GENEVA—Mason Sullivan ran for 144 yards and Kirtland’s defense limited Geneva to just 119 total yards of offense in a 30-0 weather-shortened affair at SPIRE Academy on Friday.
After punting on their first possession of the game, Kirtland recovered a Geneva fumble on the Eagles’ 14-yard line. Sullivan scored on a one-yard run four plays later to give the Hornets an early 7-0 lead.
“It was very important because scoring that touchdown got our team hyped up,” Sullivan said of the game-changing plays early. “Coming into this, we knew it wasn’t going to be a bad game and so setting the tone early really helped out.”
Sullivan added a 17-yard touchdown run on Kirtland’s next possession and he added the two-point conversion to push the Hornet lead to 15-0 with 3:21 left in the first quarter.
He finished the night with a nine-yard per carry average on 16 rushing attempts.
“I have to thank my linemen for creating the holes for me,” he said. “All I do is run to where I’m supposed to go and if there isn’t a hole I find one.”
Another Geneva punt pinned Kirtland back at its own 18-yard line.
Sullivan ran for 66 yards on first down and Liam Powers closed out the drive with a seven-yard touchdown pass to Anthony DeMarco. Nico Podojil-Schlesinger added the extra point to increase Kirtland’s lead to 22-0.

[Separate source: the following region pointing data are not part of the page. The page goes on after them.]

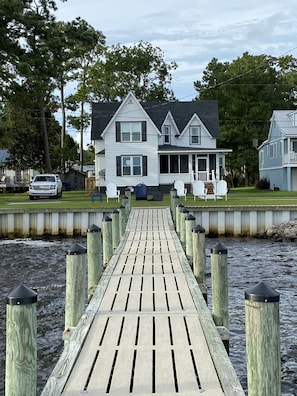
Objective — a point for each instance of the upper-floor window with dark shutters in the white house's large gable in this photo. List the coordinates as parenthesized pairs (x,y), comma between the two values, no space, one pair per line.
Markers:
(127,132)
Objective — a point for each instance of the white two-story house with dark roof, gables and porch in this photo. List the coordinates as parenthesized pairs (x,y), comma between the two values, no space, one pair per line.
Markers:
(156,143)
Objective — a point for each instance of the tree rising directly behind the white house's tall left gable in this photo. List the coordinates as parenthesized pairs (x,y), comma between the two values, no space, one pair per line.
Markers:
(140,68)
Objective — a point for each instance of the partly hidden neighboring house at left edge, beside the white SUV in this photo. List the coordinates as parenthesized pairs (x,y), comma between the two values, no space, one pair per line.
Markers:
(10,179)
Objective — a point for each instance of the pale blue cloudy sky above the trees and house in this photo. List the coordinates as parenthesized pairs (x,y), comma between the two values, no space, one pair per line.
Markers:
(192,32)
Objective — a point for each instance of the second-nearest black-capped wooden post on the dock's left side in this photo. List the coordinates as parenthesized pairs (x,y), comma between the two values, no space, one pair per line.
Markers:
(76,269)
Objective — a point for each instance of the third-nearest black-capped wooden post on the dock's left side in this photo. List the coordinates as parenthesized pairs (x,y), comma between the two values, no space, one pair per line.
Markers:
(94,249)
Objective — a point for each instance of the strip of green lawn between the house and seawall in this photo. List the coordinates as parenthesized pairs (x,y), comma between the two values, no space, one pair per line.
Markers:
(81,200)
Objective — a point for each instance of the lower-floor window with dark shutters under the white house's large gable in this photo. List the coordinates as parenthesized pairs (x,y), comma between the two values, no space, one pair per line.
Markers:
(131,165)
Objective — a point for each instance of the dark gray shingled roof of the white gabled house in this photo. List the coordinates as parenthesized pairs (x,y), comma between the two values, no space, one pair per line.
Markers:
(182,112)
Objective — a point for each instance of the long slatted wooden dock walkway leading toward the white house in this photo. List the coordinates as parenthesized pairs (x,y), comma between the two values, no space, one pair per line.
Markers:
(147,329)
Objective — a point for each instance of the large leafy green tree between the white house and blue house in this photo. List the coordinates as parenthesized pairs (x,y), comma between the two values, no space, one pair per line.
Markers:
(247,90)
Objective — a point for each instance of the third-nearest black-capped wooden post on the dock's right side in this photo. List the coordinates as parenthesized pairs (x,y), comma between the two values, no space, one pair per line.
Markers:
(199,258)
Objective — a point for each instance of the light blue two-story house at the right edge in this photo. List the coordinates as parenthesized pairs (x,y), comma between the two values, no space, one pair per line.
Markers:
(278,154)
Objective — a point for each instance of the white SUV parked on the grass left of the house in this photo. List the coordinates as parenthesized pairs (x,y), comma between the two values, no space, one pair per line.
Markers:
(45,185)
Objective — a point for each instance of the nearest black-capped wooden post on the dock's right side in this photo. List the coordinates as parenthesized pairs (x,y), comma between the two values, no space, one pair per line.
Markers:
(263,341)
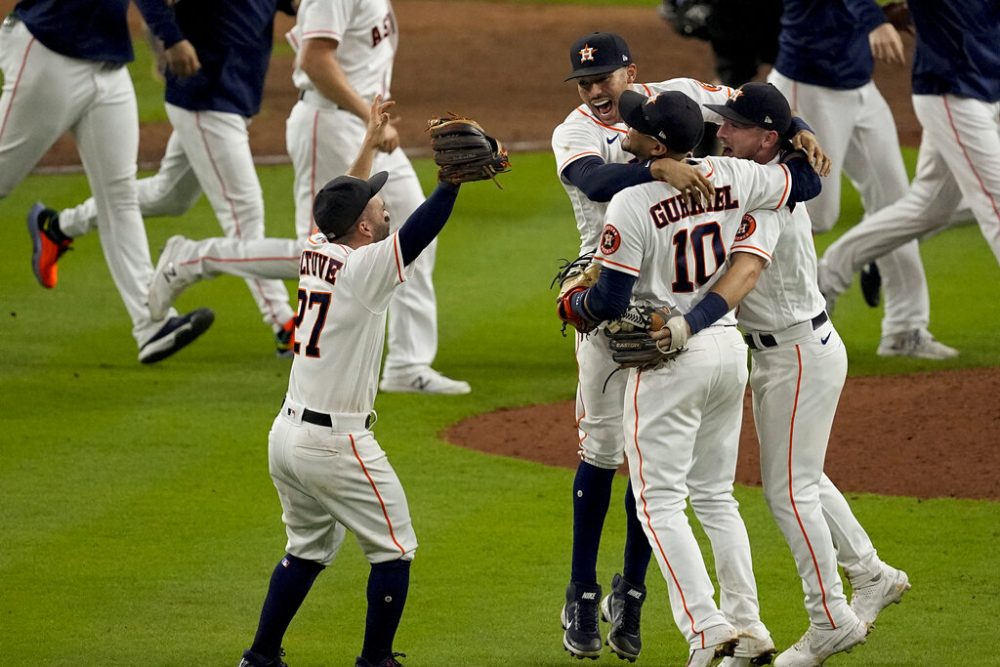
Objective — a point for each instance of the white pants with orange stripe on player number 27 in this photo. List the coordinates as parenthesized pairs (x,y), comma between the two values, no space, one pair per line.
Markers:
(332,480)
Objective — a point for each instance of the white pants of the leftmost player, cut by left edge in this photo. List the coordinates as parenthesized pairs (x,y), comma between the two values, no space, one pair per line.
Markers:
(46,94)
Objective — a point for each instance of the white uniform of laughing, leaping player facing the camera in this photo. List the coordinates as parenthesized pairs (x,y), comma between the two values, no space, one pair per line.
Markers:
(600,390)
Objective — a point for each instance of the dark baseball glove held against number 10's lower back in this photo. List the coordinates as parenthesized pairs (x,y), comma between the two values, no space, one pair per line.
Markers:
(631,344)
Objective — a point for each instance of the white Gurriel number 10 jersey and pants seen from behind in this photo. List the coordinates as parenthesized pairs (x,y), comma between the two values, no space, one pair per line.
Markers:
(682,421)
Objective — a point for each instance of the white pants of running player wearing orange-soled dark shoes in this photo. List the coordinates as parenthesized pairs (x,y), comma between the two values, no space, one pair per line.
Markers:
(210,151)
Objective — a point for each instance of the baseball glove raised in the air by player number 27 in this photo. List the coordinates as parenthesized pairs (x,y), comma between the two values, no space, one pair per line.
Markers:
(464,152)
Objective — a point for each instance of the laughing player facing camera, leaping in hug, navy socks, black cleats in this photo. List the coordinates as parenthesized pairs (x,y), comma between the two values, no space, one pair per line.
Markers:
(593,166)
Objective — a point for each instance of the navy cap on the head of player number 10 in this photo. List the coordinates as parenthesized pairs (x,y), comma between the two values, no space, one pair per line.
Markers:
(671,117)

Kirtland nearly added to its lead when DeMarco picked off a pass near the Kirtland 40-yard line and returned it for a touchdown. A holding penalty on the return brought the ball back to the 50 and time ran out on the Hornets.
The Hornets forced a Geneva punt on the Eagles’ first possession of the third then closed out the scoring with Luke Gardner’s 10-yard touchdown run with 7:35 left in the quarter.

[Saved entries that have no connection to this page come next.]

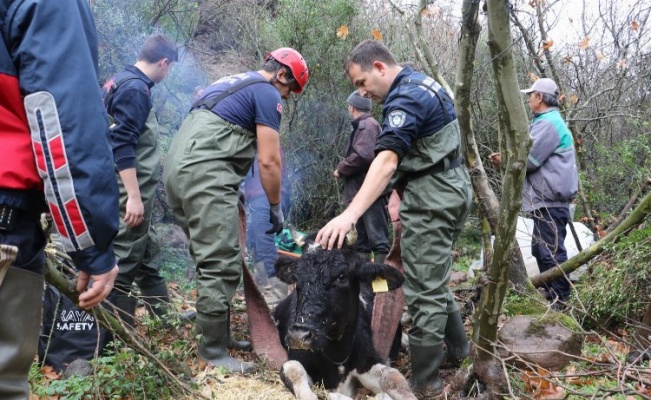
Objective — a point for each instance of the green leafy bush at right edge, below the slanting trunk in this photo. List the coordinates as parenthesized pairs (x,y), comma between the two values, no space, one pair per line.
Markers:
(620,283)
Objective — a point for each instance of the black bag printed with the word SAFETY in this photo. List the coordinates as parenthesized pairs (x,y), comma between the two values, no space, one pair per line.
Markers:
(68,332)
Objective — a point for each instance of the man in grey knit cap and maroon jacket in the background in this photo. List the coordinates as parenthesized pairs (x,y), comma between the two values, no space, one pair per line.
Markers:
(373,226)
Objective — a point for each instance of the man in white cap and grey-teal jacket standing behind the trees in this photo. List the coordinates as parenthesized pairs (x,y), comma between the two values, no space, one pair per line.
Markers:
(551,183)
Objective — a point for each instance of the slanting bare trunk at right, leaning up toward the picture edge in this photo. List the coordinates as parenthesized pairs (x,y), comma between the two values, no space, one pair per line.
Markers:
(637,216)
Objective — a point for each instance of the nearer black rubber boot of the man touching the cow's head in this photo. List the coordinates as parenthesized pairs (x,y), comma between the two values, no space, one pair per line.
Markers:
(425,363)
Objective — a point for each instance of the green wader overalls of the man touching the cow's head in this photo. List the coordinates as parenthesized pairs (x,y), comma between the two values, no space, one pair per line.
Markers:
(433,211)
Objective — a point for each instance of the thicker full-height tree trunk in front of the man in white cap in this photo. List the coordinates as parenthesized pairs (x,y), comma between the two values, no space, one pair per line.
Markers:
(513,118)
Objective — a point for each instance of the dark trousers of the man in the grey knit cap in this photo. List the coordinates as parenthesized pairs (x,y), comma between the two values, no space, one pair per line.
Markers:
(373,228)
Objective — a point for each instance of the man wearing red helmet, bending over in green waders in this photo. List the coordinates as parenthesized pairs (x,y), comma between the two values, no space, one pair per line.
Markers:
(207,160)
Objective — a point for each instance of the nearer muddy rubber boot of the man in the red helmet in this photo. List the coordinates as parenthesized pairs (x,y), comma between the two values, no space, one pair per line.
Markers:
(212,344)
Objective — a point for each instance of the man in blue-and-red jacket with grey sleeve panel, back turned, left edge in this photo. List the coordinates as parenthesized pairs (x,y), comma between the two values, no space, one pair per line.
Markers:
(48,85)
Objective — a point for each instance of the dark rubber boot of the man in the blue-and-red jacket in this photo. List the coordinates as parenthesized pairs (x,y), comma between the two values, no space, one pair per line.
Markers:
(20,320)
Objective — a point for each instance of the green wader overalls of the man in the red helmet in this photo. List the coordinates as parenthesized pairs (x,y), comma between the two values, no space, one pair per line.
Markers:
(208,159)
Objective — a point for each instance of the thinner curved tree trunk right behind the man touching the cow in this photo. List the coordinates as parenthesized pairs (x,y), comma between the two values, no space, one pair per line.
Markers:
(484,194)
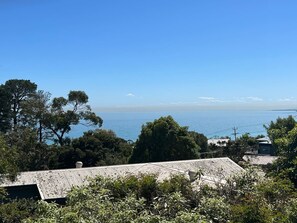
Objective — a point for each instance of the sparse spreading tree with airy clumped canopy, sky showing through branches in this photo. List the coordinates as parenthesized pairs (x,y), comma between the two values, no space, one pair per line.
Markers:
(64,113)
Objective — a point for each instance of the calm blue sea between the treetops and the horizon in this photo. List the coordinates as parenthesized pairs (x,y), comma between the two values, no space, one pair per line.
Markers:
(213,123)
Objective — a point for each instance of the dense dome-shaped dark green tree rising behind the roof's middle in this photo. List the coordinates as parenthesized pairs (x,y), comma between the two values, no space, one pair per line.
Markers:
(164,140)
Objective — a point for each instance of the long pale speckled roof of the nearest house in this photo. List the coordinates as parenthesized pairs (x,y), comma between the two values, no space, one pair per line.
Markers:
(54,184)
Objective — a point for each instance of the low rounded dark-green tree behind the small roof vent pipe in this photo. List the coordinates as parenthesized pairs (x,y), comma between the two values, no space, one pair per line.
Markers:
(95,148)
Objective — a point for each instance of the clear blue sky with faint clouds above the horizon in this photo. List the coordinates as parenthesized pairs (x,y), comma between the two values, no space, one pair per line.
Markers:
(155,53)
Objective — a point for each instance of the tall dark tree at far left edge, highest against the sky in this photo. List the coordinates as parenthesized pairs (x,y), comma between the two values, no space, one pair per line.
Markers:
(16,92)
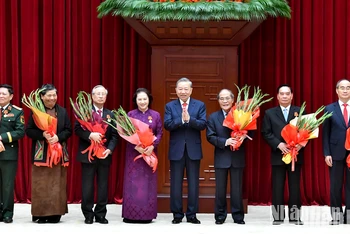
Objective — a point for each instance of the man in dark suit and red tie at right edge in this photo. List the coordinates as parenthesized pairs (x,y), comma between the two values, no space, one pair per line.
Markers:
(334,135)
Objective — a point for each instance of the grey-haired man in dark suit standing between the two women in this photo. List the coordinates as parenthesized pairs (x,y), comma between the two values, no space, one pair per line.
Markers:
(98,167)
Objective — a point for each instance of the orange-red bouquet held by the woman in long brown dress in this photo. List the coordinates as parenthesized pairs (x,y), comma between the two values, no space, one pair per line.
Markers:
(45,122)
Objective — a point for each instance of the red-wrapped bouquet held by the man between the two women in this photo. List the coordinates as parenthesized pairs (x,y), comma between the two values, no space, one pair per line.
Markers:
(91,121)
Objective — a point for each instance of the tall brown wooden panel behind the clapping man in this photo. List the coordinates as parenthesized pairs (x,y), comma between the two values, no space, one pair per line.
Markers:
(210,69)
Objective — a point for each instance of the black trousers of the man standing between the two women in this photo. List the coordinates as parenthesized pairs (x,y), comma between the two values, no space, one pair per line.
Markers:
(89,171)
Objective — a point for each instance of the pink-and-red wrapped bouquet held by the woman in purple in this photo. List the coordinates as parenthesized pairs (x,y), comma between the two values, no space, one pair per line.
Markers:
(135,132)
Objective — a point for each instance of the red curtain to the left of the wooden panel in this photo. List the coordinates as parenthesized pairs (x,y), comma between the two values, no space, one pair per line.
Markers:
(64,43)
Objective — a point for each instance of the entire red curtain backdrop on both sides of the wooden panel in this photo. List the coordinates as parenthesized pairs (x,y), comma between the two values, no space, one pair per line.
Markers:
(64,43)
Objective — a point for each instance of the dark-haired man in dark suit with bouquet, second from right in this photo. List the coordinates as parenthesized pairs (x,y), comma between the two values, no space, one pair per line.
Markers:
(274,121)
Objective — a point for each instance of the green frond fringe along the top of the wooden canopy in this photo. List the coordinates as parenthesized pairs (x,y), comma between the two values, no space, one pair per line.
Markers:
(204,10)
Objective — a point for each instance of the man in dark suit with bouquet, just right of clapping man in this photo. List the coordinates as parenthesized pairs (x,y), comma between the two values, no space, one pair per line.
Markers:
(226,161)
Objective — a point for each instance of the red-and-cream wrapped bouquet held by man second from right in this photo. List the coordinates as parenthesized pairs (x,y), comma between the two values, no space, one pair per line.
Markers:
(301,129)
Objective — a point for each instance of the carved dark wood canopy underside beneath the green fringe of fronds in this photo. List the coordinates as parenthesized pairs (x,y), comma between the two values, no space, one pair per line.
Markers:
(213,33)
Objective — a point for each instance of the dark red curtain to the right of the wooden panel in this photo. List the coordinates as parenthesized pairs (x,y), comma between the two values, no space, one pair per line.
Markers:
(311,52)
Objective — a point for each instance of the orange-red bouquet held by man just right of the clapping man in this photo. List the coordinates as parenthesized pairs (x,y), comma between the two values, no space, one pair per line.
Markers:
(243,115)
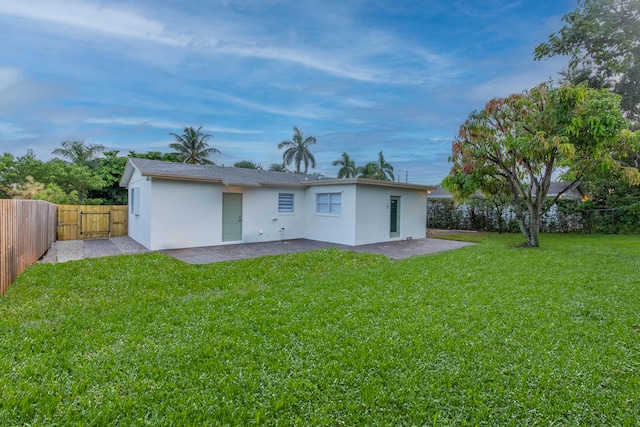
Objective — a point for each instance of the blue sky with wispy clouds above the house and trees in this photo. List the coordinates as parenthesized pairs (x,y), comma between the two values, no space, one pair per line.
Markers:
(361,76)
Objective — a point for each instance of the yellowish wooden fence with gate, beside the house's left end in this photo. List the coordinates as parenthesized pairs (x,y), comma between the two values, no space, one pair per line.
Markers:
(92,222)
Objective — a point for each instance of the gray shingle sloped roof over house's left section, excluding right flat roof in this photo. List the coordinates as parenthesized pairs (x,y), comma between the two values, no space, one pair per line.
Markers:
(208,173)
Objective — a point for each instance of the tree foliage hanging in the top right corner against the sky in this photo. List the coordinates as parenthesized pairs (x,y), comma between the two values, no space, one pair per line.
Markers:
(602,39)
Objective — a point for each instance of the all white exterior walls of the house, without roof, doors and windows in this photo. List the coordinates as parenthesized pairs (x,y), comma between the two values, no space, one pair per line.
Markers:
(180,214)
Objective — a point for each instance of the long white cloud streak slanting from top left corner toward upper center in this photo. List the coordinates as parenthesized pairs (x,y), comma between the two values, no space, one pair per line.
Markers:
(350,61)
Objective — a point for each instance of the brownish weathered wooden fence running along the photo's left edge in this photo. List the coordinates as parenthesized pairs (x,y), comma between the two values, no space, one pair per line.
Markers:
(27,231)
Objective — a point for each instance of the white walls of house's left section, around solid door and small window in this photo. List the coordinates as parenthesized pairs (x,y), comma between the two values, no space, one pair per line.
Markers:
(189,214)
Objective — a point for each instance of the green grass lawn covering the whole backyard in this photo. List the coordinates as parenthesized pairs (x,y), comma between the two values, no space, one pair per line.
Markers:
(485,335)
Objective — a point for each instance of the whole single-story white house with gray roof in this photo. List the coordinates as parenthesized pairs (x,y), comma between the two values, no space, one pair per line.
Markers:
(177,205)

Geneva responded with its best drive of the game.
The Eagles started at their own 20 but used 12 plays to move to the Kirtland 28. That’s where the drive ended when Ben Scibona’s pass fell incomplete on 4th-and-12.

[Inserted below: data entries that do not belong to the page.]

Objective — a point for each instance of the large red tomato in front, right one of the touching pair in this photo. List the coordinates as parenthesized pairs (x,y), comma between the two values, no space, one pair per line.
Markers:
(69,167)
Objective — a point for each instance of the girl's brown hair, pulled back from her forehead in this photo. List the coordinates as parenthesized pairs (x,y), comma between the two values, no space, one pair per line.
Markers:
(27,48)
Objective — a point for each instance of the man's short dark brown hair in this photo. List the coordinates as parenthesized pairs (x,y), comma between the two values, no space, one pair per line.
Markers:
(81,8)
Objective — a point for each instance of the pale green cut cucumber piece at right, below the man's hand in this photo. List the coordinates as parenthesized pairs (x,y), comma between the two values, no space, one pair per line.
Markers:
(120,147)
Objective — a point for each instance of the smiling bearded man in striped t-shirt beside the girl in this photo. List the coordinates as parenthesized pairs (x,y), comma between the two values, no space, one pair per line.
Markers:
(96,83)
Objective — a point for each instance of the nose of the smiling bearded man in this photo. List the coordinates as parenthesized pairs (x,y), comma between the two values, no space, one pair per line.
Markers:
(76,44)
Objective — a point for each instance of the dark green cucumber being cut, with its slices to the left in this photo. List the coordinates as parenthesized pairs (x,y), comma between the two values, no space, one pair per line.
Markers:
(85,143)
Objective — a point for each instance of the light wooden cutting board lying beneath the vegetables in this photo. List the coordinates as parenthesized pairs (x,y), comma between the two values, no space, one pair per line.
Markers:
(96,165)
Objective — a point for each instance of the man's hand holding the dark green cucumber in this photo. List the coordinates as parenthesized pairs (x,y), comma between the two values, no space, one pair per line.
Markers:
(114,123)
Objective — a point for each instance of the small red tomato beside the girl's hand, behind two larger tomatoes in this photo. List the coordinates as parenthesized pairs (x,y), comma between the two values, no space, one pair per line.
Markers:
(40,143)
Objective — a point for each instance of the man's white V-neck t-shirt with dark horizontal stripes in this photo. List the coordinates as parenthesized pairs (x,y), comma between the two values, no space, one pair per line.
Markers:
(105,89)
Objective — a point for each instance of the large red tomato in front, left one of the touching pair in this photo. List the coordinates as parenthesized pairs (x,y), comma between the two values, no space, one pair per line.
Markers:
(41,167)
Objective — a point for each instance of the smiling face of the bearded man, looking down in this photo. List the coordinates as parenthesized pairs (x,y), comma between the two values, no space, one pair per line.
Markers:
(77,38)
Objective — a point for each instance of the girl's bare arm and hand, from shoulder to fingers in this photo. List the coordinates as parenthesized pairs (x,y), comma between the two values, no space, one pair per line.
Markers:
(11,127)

“Our key to stopping their offense and being a good defense was to stop their two main players, Blake Peet and Charlie Taylor,” Sullivan said. “If we stopped them, then we stopped their whole offense.”
Taylor ran for 83 yards on 12 carries and Peet was limited to just 20 on five rushes.
Despite being undersized, Kirtland’s offensive and defensive lines owned the day.
“They were a very big, strong team,” Kirtland two-way lineman Mike Alfieri said. “We just had to focus on keeping them in front of us to keep them out of the way of the play. Our offensive line is progressively getting better and better. We still have a lot of work to do, but we are becoming more intact as the weeks go on.”